PIX question 1

[imbadatthis]

Reading up on this stuff through CISCO docs:

the docs say below allows outside / unknown hosts to access hosts inside your network :

static (inside, outside) 172.18.124.99 10.200.1.254
access-list 101 permit tcp host 199.199.199.24 host 175.1.1.254 eq ftp
access-group 101 in interface outside

and

sys below is used for port forwarding.

static (inside, outside) tcp 172.18.124.99 ftp 10.1.1.3 ftp netmask 255.255.255.255 0 0

Isn't port forwarding the same thing as allowing outside sources accessing inside services via a specific port?

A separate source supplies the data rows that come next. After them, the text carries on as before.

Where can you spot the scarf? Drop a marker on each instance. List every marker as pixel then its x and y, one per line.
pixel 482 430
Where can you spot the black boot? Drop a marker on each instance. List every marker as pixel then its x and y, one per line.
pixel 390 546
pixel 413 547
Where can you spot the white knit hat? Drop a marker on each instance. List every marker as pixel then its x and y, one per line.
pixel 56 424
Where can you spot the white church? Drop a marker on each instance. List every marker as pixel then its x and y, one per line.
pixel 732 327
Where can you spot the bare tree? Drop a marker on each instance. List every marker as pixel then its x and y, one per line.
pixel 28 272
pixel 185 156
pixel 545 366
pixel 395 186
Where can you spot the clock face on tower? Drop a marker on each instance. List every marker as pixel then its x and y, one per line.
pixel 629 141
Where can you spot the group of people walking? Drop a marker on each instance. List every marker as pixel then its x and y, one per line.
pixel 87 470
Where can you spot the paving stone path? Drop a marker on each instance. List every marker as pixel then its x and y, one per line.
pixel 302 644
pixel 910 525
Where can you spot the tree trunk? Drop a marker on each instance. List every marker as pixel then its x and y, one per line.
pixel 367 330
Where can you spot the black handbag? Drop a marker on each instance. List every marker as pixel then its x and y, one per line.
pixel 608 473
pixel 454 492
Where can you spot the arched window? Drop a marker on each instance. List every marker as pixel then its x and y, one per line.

We must go always forward, not backward
always up, not down and always twirling twirling towards infinity.

 

[njjimbo]

Both options would require an access-list entry to permit traffic to the outside IP address used by the static entry. The first option,

static (inside,outside) <public ip>, <private ip>

sets up a one to one NAT. This maps all ports in both directions. The second option,

static (inside,outside0 <tcp|udp> <public ip> <port> <private ip> <port>

sets up a PAT for a single port. You could re-use multiple ports on the same public IP to point to different inside resources. If, for example, you had to run a webserver on ports 80 and 443, and mail services on 25, 110, and 143 and you had only 1 public IP assigned, you could PAT them to different servers.

When not using a full one to one NAT you can't use the 'dns' keyword to have the ASA translate outside IPs to inside IPs in DNS replies.